Sebuah komunitas belajar tentang cinta dari ‘Jimboy’ yang cacat
- keren989
- 0
Ini adalah ringkasan yang dibuat oleh AI, yang mungkin memiliki kesalahan. Untuk konteksnya, selalu rujuk artikel selengkapnya.
Hampir tidak bisa berjalan atau berbicara dengan lurus, kehidupan Jimboy sulit, namun dipenuhi dengan cinta dan penebusan
Ketika dia lahir, ibunya meninggalkan dia bersama kakek dan neneknya, dan tidak pernah terlihat lagi. Dapat dimengerti jika dia merasa getir, tetapi dia tidak pernah merasa getir. Sebaliknya, dia mengatasi emosinya dan memberikan pelajaran praktis kepada orang-orang di sekitarnya.
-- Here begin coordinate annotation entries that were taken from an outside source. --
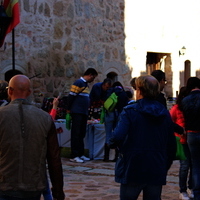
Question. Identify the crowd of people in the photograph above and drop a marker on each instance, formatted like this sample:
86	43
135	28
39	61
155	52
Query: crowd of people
140	128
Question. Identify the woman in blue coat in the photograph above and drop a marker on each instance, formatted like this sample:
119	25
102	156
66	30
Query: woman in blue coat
147	146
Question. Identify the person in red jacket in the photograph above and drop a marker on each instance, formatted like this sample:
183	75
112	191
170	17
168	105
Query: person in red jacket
185	165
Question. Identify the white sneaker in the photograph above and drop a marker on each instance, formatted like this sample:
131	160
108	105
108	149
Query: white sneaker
191	194
184	196
85	158
77	159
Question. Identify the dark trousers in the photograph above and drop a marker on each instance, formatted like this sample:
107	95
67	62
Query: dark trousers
132	191
193	140
4	197
185	181
78	132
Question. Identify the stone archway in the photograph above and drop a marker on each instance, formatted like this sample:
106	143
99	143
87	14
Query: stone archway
6	69
9	74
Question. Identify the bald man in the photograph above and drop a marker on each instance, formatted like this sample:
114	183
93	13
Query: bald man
28	139
146	142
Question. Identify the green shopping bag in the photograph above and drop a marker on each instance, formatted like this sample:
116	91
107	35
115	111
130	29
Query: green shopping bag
180	154
102	115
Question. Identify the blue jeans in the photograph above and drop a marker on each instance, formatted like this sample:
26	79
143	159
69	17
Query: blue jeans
110	123
47	193
185	169
193	140
78	132
132	191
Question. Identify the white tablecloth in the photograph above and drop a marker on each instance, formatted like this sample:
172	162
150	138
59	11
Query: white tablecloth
94	140
64	137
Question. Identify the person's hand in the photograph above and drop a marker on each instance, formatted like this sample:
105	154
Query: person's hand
55	103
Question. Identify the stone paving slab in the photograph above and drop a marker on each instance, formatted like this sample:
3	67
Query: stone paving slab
94	180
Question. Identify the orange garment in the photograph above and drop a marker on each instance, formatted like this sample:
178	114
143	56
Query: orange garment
178	118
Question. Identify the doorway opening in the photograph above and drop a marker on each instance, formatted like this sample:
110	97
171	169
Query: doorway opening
9	74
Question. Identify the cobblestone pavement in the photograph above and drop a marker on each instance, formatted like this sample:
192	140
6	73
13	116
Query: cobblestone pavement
94	180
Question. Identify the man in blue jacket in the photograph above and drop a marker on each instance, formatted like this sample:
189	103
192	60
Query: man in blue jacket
147	146
78	104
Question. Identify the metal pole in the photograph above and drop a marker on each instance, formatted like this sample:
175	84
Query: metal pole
13	51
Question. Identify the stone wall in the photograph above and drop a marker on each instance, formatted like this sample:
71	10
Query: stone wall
58	40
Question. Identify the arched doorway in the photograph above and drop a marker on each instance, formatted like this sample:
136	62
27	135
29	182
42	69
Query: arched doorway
9	74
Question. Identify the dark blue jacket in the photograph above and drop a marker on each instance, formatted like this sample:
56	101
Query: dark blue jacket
97	93
147	146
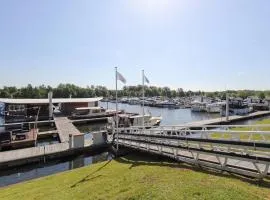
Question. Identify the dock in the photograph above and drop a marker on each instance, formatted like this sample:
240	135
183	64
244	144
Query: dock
234	154
222	120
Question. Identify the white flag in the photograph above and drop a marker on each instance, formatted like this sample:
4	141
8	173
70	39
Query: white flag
146	79
121	78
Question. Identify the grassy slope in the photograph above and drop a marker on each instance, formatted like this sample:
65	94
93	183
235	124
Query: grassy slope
134	178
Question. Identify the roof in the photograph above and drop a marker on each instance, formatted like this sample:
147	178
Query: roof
46	101
89	108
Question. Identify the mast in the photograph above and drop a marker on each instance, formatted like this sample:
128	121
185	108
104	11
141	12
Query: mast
143	97
116	108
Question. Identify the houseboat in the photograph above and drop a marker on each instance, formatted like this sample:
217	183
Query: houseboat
198	106
127	120
236	107
214	107
92	112
17	139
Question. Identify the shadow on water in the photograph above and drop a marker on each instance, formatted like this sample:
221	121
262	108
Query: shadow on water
32	171
143	159
89	176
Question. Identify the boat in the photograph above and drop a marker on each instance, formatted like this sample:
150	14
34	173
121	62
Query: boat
214	107
198	106
92	112
128	120
165	104
17	139
236	107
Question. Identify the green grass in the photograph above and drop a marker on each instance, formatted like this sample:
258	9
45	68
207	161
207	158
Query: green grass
244	136
137	177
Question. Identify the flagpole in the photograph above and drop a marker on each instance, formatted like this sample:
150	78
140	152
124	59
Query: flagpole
143	96
116	107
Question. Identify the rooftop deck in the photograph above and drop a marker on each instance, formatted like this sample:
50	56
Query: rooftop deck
65	128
Saat suaminya meninggal 5 tahun lalu, Flora merasa cemas.
“Suami saya dulunya seorang tukang kayu. Saya khawatir ketika dia meninggal karena saya tidak tahu bagaimana Jimboy dan saya akan bertahan hidup,” katanya. Sejak itu, Flora mengupas kelapa agar mereka punya cukup makanan.
“Jimboy sangat manis. Dia mengumpulkan kayu bakar, mengambil air, dan membersihkan rumah. Dia melakukan semua yang dia bisa untuk membuat pekerjaan saya lebih mudah. Saya sudah tua dan ada beberapa hal yang tidak dapat saya lakukan lagi, tetapi Jimboy mencoba memikul beban itu untuk saya.”
Flora sudah berusia 70 tahun.
“Saya tidak memintanya melakukan semua itu, tapi dia bersikeras karena dia bilang dia ingin membantu,” kata Flora sambil menangis.Jimboy dikagumi oleh komunitasnya karena ketangguhannya. Ia diminta membeli sesuatu dari toko yang jauh, memompa air, melakukan hal-hal kecil dengan imbalan sejumlah uang.
Bahkan tanpa sepatah kata pun, dia tahu bagaimana Jimboy ingin meyakinkannya bahwa mereka akan melewati semua tantangan mereka.
“Ketakutan terbesar saya adalah kematian, karena saya tahu betapa sulitnya keadaan cucu saya. Saya tahu Jimboy adalah seorang petarung, berusaha keras untuk berada di atas kondisinya, namun saya tetap takut. Saya berdoa setiap hari agar Tuhan terus menjaga kami dan jika saya meninggal, seseorang akan menjaganya.”
Hati yang ceria
Saat Topan Hagupit melanda Samar Timur pada 6 Desember 2014, rumah mereka rusak parah. Terbuat dari bahan ringan, diliputi amukan topan.
Ketika Jimboy ditanya apakah dia takut dengan topan, dia mengangguk. Ketika ditanya lagi apa yang dia syukuri, dia menatap neneknya dan tersenyum.
Flora, sebaliknya, kehilangan satu-satunya sumber pendapatannya. “Itu merupakan pukulan yang tidak saya duga, namun meski kami kehilangan hampir segalanya, saya bersyukur kami masih memiliki satu sama lain.”
Ketika World Vision mendistribusikan tempat penampungan, perlengkapan kebersihan, jerigen, barang-barang darurat, air dan paket makanan setelah topan, keduanya kewalahan.
“Kamu seharusnya melihatku menangis, aku sangat bahagia. Kami belum pernah makan sebanyak ini,” dia tersenyum.
Terpal yang mereka temukan kini berfungsi sebagai atap rumah mereka. Flora juga memenuhi syarat untuk menerima bantuan tunai tanpa syarat dari World Vision, sebesar P3.900 (USD 90).
Flora adalah salah satu dari 500 penerima manfaat yang akan menerima jumlah ini, dan 3.250 orang lainnya menerima manfaat dari proyek tunai untuk pekerjaan. – Rappler.com
*USD 1 = 43,9
Joy Maluyo adalah petugas komunikasi Tanggapan Haiyan dari World Vision. Dia saat ini ditempatkan di Visayas, berkeliling di wilayah yang didukung World Vision di Pulau Panay, Cebu Utara, dan Leyte.